Thursday, July 06, 2006

SPI July 2006

Ive realized I have the gift of Tom Sawyering people.
I agreed only to go solo with the rents as long as I had a project - which turned out to be painting the condo green. I talked it up the whole way there and got them so excited on the idea that once I got them started they never stopped. It was a sweet trick. We only planned on doing one wall but mom got so excited on finishing that we did the whole place.
I also have a new interst of handstands on the beach. We cleaned out the old furniture and wierd decorative things and replaced with pictures of us. We discovered Isabellas, a sweet breakfast place (we ate there every morning) that serves dads favorite - chile relleno - and 2$ breakfast burritos 18'' long. You can get a full meal for 3 for less than $10. Also we
discovered St. Piers, a sweet not-too-fancy place that occasionally has live music and has a big deck on the bay. In closing, cheak out mom in a bathing suit and her sun rash that she went on and on about, she worked hardest to not get any sun (100spf umbrella + 50spf sunscreen) but endedup most tan out of all of us.
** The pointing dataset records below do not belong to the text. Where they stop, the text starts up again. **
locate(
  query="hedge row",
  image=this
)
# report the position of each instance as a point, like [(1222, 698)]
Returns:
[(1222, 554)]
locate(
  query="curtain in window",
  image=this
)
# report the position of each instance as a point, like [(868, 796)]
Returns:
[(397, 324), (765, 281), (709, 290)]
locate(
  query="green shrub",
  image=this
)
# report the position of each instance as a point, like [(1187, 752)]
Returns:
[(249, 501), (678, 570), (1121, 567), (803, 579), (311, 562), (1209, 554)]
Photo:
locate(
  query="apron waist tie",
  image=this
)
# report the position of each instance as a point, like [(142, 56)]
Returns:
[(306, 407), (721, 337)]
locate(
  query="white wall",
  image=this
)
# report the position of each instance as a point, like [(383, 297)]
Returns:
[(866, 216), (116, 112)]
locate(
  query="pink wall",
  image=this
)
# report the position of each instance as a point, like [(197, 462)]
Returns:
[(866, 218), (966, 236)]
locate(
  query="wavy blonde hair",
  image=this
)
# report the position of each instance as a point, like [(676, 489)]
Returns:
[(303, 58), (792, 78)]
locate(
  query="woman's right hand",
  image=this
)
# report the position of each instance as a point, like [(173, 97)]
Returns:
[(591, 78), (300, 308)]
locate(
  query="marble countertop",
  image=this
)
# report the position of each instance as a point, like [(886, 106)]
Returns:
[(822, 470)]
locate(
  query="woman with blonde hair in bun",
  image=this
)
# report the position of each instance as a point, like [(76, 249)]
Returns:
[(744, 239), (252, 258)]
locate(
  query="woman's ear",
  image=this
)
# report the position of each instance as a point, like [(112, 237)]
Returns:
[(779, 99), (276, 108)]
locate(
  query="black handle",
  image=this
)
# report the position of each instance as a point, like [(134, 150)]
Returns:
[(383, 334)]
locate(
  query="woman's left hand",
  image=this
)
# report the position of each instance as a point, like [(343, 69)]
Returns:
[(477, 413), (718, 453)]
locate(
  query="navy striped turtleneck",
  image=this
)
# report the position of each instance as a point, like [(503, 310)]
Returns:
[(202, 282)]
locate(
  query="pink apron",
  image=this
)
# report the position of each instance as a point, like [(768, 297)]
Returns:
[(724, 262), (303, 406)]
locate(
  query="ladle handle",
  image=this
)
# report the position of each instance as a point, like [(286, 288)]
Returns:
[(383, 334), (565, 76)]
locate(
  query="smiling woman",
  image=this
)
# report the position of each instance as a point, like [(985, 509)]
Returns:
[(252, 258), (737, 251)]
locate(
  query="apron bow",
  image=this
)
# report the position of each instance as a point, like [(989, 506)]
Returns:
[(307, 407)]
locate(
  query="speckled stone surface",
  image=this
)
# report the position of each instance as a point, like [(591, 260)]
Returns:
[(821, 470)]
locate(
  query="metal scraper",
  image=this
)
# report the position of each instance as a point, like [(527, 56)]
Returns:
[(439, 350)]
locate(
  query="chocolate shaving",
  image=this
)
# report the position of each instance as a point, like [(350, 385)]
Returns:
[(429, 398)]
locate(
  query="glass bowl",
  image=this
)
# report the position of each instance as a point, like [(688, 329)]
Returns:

So Ill leave you with the Don Chaffer lyric of the day:
"now Jesus was a lover, he had fire in his eyes. . . that could burn away excuses and cremate your alabi's. . . he had a gaze that would expose to you all the subtle lies. . . that your soul permits your heart to tell, concerning all that it denies. . . " Chaffer 'Against the Window Pane'
So in e's theme of regaining that sense of wonder (SPI really helps in realizing that), I think about the subtle things in our hearts that we often feel but deny.

Tuesday, July 04, 2006

got my cast off

i got my cast off today. in case i didn't tell you, i broke the next to last little
bone on my right ring finger playing flag football. it was the first ten minutes of
the first game in a new league that was started in shanghai (the same group that
runs our basketball league). i broke it diving for this guy's flat - and in case you
were wondering, yeah, i got his flag. the incident forced me to visit a shanghai hospital,
which is never a good experience. how i got my cast: you go into emergency room, find the
bone people, they send you to the cashier, who sends you to register, then back to cashier
to pay, then in line to see the bone guy. he tells you you need an x-ray, so you romp across
the hospital campus, find the x-ray building, which is deserted, snoop around and find
someone, who tells you you need to pay first. go to cashier, who says you need to register again,
after which you pay again, then take your x-ray, then wait half an hour, get your picture, go back to
dr., who says you need a cast, then you go pay again for the cast, then you finally get
your cast. i have to say it is a pretty frustrating experience. maybe abi and david can
shed a little light on how this compares to the ER experience in the states, i guess
i haven't been in a while. but to be fair, i guess i can't say much positive about the
experience of going to the dr's office in the states either, where you wait 45 min in the
waiting room, then wait another 20 min in the examining room, then see the doc for 5 minutes.
and at least it is cheap at the chinese hospitals. i think my entire casting experience
cost about US$10.
so anyway, i have had this retarted little cast on my finger the last month, which has made
life extremely difficult. no, not extremely difficult. i know we all live priveleged lives
compared to a lot of the world, so we can not classify our lives as difficult. so the cast
added a few inconveniences to my life that i was not used to. i couldn't ride my bike and
had to take the bus. and it made typing difficult, also showering.
so the point of this post is that after seeing my finger today, i realized that it is
probably going to be a little crooked for the rest of my life (i already have crooked toes).
at first i was pretty upset about that, but then i thought, you know, who even knows how long the rest
of this life will last? i should be overjoyed if i get to spend another 50 years living with
this little crooked finger.
we should thank heaven above everyday for our health and for what we do have, because
every day is a gift. i have been blessed in so many ways that i can't believe i would consider
feeling sorry for myself for a little crooked finger. maybe this finger will be a reminder
to me to be thankful for what i do have.

this reminds me of another don chaffer quote:
"Mercy's born on every morning..."
-O Virgina

or something like that. maybe i will start ending all of my posts with don
chaffer quotes.

well, that was my thought for the day. i need to
stop now because my crooked finger is getting sore from typing.